Monday, April 4, 2022

This Anti-Hero Sucks: MORBIUS

People were down on Morbius since it was first announced, as if the idea of making a mid-tier Spider-Man villain the star of his own debut, disconnected solo movie was patently ridiculous. When superhero comics are strip-mined for every part that might make a movie or TV show, because they’re currently the only projects making huge bucks at the box office or drawing big audiences to streamers at a reliable rate (or so they say), one can’t exactly be surprised that a Marvel character who’s a living vampire wouldn’t make some executives’ pocketbooks perk up. This has to be especially true of the folks at Sony, who are riding high off the success of two Venom movies, which also spun non-Spidey stories out of that comic’s web of side characters. When fanboys scoff and meme about this particular movie, as if other Marvel movies aren't commercially minded brand decisions, well, they certainly are capable of massive cognitive dissonance.  

So here we are with Morbius. Shrug off the negative hype and see it for what it is: a decent little programmer, an unfussy little monster movie that plugs into the woe-is-me, tortured-creature thing that works well enough for it, even if it’s drowning in overfamiliar plot moves. Director Daniel Espinosa knows a thing or two about making derivative B-grade studio fare classed up with some fine casting and cleanly-cut action.
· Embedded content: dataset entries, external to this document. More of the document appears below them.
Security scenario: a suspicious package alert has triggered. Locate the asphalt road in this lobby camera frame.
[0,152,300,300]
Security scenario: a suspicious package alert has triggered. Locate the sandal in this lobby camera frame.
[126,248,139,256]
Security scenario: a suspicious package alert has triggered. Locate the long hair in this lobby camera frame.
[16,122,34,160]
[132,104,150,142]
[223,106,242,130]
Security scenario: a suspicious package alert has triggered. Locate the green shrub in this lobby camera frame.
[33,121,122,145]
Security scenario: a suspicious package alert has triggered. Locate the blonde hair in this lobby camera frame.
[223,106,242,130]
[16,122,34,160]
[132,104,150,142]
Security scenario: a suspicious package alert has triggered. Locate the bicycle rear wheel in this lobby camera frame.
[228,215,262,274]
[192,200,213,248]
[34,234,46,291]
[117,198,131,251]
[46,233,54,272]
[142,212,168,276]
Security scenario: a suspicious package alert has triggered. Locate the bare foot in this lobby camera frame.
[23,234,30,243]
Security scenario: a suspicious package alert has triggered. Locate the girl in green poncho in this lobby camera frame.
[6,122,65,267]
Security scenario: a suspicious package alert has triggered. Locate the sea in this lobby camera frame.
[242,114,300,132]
His space-station-set sci-fi chiller Life is a cramped little Alien riff, and his Safe House lets Denzel Washington run circles around Ryan Reynolds in shaky bruising violence. Are they cliche genre pictures? Certainly. But they go down easy because Espinosa makes the elements play like well-oiled machines. So he knows how to make Morbius bubble to life with some attention to component parts—the tragic backstory, the fatal flaws, the dogged detectives, the arch-rival, the doomed lover—and casts well enough. The picture crawls to sufficient life, ambulating the cliches into something like minor popcorn pleasures.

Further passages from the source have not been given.